Statistics

Graphical Representation

The table shown above is one way of representing the frequency distribution of a sample or population. A frequency distribution is any method for summarizing data that shows the number of individuals or individual cases present in each given interval of measurement. In the table above, there are 5,382,025 female African-Americans in the age group 0-19; 2,982,305 in the age group 20-29; 2,587,550 in the age group 30-39; and so on.

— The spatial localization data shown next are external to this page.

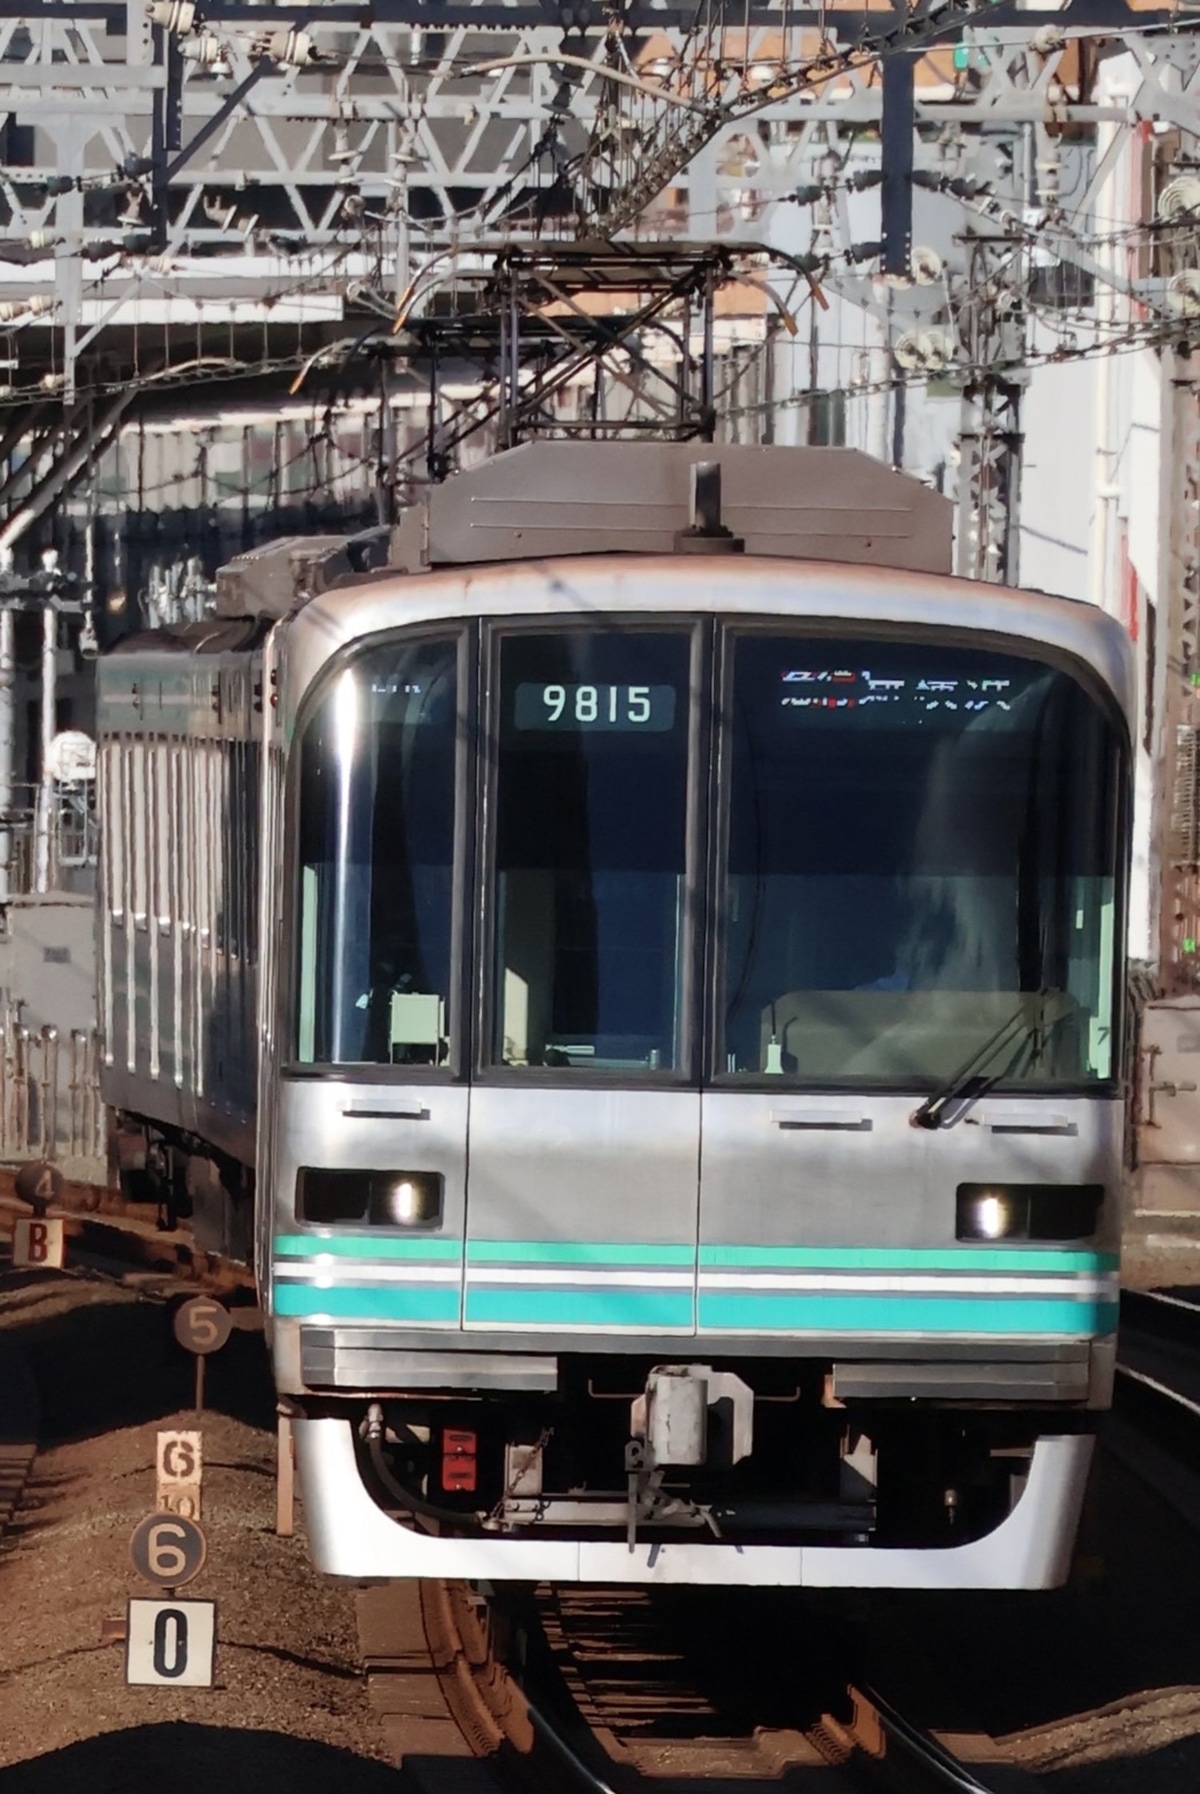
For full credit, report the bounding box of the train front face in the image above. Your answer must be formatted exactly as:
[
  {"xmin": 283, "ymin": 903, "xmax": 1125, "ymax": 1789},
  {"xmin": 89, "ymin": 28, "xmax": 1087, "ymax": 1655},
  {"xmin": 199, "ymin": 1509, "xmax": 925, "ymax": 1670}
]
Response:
[{"xmin": 264, "ymin": 557, "xmax": 1132, "ymax": 1589}]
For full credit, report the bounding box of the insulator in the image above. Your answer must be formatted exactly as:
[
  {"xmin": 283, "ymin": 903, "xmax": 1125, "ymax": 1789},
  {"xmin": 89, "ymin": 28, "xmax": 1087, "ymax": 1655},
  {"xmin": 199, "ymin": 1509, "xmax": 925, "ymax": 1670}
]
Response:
[
  {"xmin": 911, "ymin": 246, "xmax": 944, "ymax": 285},
  {"xmin": 791, "ymin": 183, "xmax": 824, "ymax": 206},
  {"xmin": 1160, "ymin": 175, "xmax": 1200, "ymax": 223},
  {"xmin": 0, "ymin": 295, "xmax": 53, "ymax": 323},
  {"xmin": 148, "ymin": 1, "xmax": 197, "ymax": 34},
  {"xmin": 27, "ymin": 231, "xmax": 62, "ymax": 252},
  {"xmin": 847, "ymin": 240, "xmax": 883, "ymax": 264},
  {"xmin": 267, "ymin": 27, "xmax": 315, "ymax": 66},
  {"xmin": 1029, "ymin": 22, "xmax": 1067, "ymax": 53},
  {"xmin": 850, "ymin": 169, "xmax": 884, "ymax": 191},
  {"xmin": 181, "ymin": 34, "xmax": 226, "ymax": 66}
]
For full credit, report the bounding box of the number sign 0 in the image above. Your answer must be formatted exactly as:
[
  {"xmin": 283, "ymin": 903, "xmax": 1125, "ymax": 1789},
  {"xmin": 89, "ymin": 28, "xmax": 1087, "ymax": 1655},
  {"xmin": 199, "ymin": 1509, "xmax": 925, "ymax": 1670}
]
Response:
[
  {"xmin": 129, "ymin": 1513, "xmax": 207, "ymax": 1589},
  {"xmin": 126, "ymin": 1598, "xmax": 216, "ymax": 1688},
  {"xmin": 173, "ymin": 1297, "xmax": 233, "ymax": 1356}
]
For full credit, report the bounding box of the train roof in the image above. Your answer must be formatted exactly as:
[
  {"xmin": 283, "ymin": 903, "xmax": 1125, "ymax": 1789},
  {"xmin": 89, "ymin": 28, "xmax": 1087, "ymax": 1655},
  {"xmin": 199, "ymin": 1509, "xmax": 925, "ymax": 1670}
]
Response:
[{"xmin": 209, "ymin": 443, "xmax": 952, "ymax": 621}]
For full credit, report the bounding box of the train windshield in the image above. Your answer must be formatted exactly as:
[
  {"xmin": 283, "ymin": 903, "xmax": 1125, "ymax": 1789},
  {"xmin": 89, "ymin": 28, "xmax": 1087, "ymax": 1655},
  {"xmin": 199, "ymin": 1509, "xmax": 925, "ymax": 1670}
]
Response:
[
  {"xmin": 294, "ymin": 638, "xmax": 459, "ymax": 1066},
  {"xmin": 719, "ymin": 635, "xmax": 1124, "ymax": 1087},
  {"xmin": 490, "ymin": 630, "xmax": 692, "ymax": 1073}
]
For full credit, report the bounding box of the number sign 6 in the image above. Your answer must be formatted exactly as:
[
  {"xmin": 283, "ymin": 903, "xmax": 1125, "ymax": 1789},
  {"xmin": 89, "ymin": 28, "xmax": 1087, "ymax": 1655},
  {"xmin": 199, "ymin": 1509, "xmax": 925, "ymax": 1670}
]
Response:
[{"xmin": 130, "ymin": 1512, "xmax": 207, "ymax": 1589}]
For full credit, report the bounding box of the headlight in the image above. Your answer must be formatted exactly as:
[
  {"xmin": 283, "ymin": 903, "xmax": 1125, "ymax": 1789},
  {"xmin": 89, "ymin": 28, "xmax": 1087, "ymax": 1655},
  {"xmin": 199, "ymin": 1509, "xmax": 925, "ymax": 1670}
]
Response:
[
  {"xmin": 297, "ymin": 1167, "xmax": 444, "ymax": 1228},
  {"xmin": 956, "ymin": 1183, "xmax": 1103, "ymax": 1243}
]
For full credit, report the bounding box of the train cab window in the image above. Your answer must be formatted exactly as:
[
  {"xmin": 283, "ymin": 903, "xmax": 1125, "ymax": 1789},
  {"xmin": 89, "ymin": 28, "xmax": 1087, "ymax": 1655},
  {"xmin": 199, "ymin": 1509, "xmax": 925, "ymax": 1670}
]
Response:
[
  {"xmin": 719, "ymin": 635, "xmax": 1125, "ymax": 1088},
  {"xmin": 489, "ymin": 630, "xmax": 692, "ymax": 1075},
  {"xmin": 294, "ymin": 638, "xmax": 459, "ymax": 1067}
]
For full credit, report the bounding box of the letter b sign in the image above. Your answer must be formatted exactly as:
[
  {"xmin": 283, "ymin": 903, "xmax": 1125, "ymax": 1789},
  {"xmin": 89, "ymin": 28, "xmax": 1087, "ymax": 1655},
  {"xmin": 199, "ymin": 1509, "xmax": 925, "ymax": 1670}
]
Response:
[{"xmin": 12, "ymin": 1217, "xmax": 64, "ymax": 1270}]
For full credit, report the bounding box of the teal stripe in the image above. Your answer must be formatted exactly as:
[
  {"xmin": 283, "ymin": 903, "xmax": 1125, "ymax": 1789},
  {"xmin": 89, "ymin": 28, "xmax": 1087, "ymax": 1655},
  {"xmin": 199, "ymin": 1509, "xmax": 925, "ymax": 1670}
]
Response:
[
  {"xmin": 699, "ymin": 1245, "xmax": 1118, "ymax": 1273},
  {"xmin": 466, "ymin": 1288, "xmax": 693, "ymax": 1329},
  {"xmin": 698, "ymin": 1293, "xmax": 1121, "ymax": 1334},
  {"xmin": 275, "ymin": 1233, "xmax": 462, "ymax": 1261},
  {"xmin": 274, "ymin": 1283, "xmax": 461, "ymax": 1321},
  {"xmin": 467, "ymin": 1240, "xmax": 694, "ymax": 1267}
]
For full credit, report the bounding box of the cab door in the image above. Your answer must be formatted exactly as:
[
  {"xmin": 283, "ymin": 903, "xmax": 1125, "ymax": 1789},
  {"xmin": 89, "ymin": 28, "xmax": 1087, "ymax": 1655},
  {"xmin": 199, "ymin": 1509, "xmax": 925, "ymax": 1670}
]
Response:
[{"xmin": 464, "ymin": 623, "xmax": 704, "ymax": 1337}]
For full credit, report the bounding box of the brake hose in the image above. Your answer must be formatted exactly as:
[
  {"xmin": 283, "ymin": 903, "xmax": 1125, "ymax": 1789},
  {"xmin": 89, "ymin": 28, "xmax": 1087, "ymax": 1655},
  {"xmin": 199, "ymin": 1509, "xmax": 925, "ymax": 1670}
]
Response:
[{"xmin": 362, "ymin": 1404, "xmax": 489, "ymax": 1535}]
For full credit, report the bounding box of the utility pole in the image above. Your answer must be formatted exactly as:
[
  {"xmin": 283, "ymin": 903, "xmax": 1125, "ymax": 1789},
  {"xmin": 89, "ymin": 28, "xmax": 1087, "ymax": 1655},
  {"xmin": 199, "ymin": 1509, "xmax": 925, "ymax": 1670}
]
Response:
[
  {"xmin": 1157, "ymin": 353, "xmax": 1200, "ymax": 992},
  {"xmin": 952, "ymin": 234, "xmax": 1026, "ymax": 585}
]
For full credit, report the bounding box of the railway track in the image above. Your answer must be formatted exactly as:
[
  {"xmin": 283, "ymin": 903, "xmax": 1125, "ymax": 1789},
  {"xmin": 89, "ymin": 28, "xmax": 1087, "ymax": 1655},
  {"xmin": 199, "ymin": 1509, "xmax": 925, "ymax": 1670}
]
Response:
[
  {"xmin": 360, "ymin": 1579, "xmax": 1022, "ymax": 1794},
  {"xmin": 1108, "ymin": 1285, "xmax": 1200, "ymax": 1533},
  {"xmin": 0, "ymin": 1333, "xmax": 38, "ymax": 1543}
]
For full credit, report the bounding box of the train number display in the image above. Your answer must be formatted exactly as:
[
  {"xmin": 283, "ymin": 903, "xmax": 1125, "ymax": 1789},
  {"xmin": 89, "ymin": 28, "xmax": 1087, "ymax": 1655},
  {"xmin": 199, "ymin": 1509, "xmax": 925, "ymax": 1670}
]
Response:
[{"xmin": 514, "ymin": 682, "xmax": 676, "ymax": 732}]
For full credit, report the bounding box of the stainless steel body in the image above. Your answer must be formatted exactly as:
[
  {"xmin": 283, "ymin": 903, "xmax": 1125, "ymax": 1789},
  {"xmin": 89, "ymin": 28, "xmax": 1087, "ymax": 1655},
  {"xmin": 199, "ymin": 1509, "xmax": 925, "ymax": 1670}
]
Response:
[{"xmin": 96, "ymin": 449, "xmax": 1134, "ymax": 1589}]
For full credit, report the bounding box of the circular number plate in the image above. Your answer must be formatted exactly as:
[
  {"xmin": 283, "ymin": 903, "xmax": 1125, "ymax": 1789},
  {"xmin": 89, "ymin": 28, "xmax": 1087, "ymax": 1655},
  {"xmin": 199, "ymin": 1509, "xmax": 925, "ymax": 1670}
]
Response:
[
  {"xmin": 129, "ymin": 1512, "xmax": 208, "ymax": 1589},
  {"xmin": 14, "ymin": 1160, "xmax": 63, "ymax": 1214},
  {"xmin": 173, "ymin": 1296, "xmax": 233, "ymax": 1357}
]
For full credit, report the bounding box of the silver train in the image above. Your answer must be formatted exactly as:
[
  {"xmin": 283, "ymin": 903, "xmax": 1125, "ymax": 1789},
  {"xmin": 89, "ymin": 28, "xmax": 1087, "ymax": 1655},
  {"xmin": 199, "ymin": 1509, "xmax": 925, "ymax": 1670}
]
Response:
[{"xmin": 96, "ymin": 442, "xmax": 1132, "ymax": 1588}]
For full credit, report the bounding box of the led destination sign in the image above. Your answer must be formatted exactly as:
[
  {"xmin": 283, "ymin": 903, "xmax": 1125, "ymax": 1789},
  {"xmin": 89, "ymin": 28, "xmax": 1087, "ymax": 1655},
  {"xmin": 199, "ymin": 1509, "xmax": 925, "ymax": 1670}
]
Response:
[{"xmin": 776, "ymin": 665, "xmax": 1031, "ymax": 724}]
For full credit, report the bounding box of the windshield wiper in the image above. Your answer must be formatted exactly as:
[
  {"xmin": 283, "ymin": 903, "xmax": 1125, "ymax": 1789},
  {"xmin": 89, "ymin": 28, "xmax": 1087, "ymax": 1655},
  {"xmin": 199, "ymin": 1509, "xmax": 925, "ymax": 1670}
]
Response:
[{"xmin": 909, "ymin": 993, "xmax": 1070, "ymax": 1131}]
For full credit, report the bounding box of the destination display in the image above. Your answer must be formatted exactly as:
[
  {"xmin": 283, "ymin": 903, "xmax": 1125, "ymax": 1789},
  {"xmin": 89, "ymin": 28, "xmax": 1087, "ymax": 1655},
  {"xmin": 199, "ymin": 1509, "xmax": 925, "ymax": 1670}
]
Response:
[{"xmin": 773, "ymin": 663, "xmax": 1042, "ymax": 725}]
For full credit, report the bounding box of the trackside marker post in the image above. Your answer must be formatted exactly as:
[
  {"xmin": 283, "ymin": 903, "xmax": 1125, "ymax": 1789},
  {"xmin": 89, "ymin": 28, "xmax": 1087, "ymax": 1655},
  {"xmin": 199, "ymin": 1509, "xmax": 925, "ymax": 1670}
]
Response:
[
  {"xmin": 173, "ymin": 1296, "xmax": 232, "ymax": 1413},
  {"xmin": 127, "ymin": 1512, "xmax": 216, "ymax": 1687},
  {"xmin": 276, "ymin": 1405, "xmax": 295, "ymax": 1537},
  {"xmin": 156, "ymin": 1428, "xmax": 203, "ymax": 1520},
  {"xmin": 126, "ymin": 1599, "xmax": 216, "ymax": 1688}
]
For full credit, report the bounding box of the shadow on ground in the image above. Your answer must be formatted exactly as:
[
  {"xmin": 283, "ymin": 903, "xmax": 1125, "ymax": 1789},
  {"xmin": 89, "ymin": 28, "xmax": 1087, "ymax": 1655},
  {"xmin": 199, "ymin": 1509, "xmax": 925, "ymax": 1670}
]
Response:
[
  {"xmin": 0, "ymin": 1723, "xmax": 399, "ymax": 1793},
  {"xmin": 0, "ymin": 1274, "xmax": 275, "ymax": 1444}
]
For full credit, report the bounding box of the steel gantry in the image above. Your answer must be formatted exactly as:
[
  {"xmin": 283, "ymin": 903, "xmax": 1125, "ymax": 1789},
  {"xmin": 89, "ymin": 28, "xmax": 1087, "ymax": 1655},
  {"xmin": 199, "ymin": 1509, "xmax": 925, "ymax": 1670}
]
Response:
[{"xmin": 0, "ymin": 0, "xmax": 1198, "ymax": 572}]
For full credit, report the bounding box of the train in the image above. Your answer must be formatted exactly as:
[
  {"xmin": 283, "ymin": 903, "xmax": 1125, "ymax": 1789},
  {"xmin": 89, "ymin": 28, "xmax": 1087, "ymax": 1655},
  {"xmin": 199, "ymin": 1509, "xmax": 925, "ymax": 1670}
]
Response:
[{"xmin": 96, "ymin": 440, "xmax": 1132, "ymax": 1587}]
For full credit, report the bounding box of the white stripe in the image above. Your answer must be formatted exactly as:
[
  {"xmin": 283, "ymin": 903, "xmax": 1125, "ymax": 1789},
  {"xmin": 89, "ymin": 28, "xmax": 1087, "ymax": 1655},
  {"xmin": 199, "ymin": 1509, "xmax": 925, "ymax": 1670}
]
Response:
[
  {"xmin": 698, "ymin": 1272, "xmax": 1117, "ymax": 1298},
  {"xmin": 276, "ymin": 1265, "xmax": 1116, "ymax": 1298},
  {"xmin": 463, "ymin": 1321, "xmax": 695, "ymax": 1336},
  {"xmin": 277, "ymin": 1263, "xmax": 462, "ymax": 1285},
  {"xmin": 465, "ymin": 1267, "xmax": 694, "ymax": 1289}
]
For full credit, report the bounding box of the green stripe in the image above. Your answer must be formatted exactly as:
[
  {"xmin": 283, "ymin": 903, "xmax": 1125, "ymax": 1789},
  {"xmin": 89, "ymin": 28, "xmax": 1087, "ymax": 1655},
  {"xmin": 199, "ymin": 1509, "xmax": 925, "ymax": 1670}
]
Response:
[
  {"xmin": 699, "ymin": 1245, "xmax": 1119, "ymax": 1273},
  {"xmin": 275, "ymin": 1233, "xmax": 462, "ymax": 1261},
  {"xmin": 467, "ymin": 1240, "xmax": 694, "ymax": 1267},
  {"xmin": 275, "ymin": 1283, "xmax": 461, "ymax": 1321},
  {"xmin": 466, "ymin": 1288, "xmax": 693, "ymax": 1329},
  {"xmin": 699, "ymin": 1293, "xmax": 1120, "ymax": 1334}
]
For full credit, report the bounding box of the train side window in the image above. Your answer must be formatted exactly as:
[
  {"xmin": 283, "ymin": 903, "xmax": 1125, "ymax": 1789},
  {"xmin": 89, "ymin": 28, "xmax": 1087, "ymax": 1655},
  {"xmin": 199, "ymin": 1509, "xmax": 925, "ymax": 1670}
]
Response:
[
  {"xmin": 487, "ymin": 629, "xmax": 692, "ymax": 1075},
  {"xmin": 293, "ymin": 636, "xmax": 459, "ymax": 1068},
  {"xmin": 105, "ymin": 740, "xmax": 125, "ymax": 922},
  {"xmin": 154, "ymin": 739, "xmax": 170, "ymax": 929},
  {"xmin": 131, "ymin": 740, "xmax": 148, "ymax": 929},
  {"xmin": 215, "ymin": 741, "xmax": 228, "ymax": 957}
]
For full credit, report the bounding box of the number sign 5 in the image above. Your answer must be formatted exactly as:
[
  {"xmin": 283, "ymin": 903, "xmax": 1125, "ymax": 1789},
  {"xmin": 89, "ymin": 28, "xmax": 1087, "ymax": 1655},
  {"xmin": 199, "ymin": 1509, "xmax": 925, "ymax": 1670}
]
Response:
[{"xmin": 173, "ymin": 1297, "xmax": 233, "ymax": 1356}]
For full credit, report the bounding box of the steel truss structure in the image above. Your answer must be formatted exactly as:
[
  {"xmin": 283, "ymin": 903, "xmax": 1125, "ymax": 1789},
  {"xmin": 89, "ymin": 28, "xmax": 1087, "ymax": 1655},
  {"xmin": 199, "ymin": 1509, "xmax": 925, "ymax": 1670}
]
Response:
[
  {"xmin": 388, "ymin": 240, "xmax": 780, "ymax": 478},
  {"xmin": 0, "ymin": 0, "xmax": 1198, "ymax": 575}
]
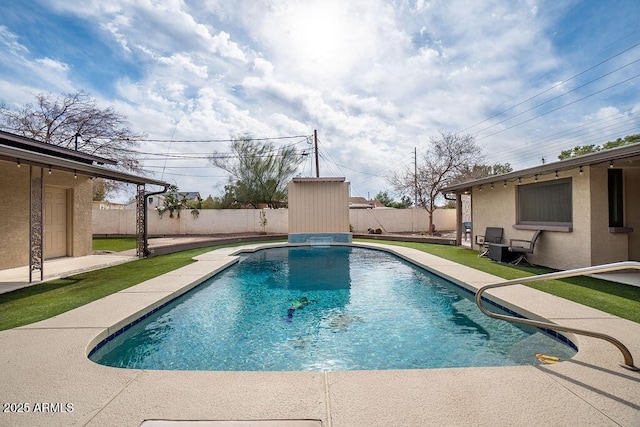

A common method for expressing frequency distributions in an easy-to-read form is a graph. Among the kinds of graphs used for the display of data are histograms, bar graphs, and line graphs. A histogram is a graph that consists of solid bars without any space between them. The width of the bars corresponds to one of the variables being presented, and the height of the bars to a second variable. If we constructed a histogram based on the table shown above, the graph would have six bars, one for each of the six age groups included in the study. The height of the six bars would correspond to the frequency found for each group. The first bar (ages 0-19) would be nearly twice as high as the second (20-29) and third (30-39) bars since there are nearly twice as many individuals in the first group as in the second or third. The fourth, fifth, and six bars would be nearly the same height since there are about the same numbers of individuals in each of these three groups.

Another kind of graph that can be constructed from a histogram is a frequency polygon. A frequency polygon can be made by joining the midpoints of the top lines of each bar in a histogram to each other.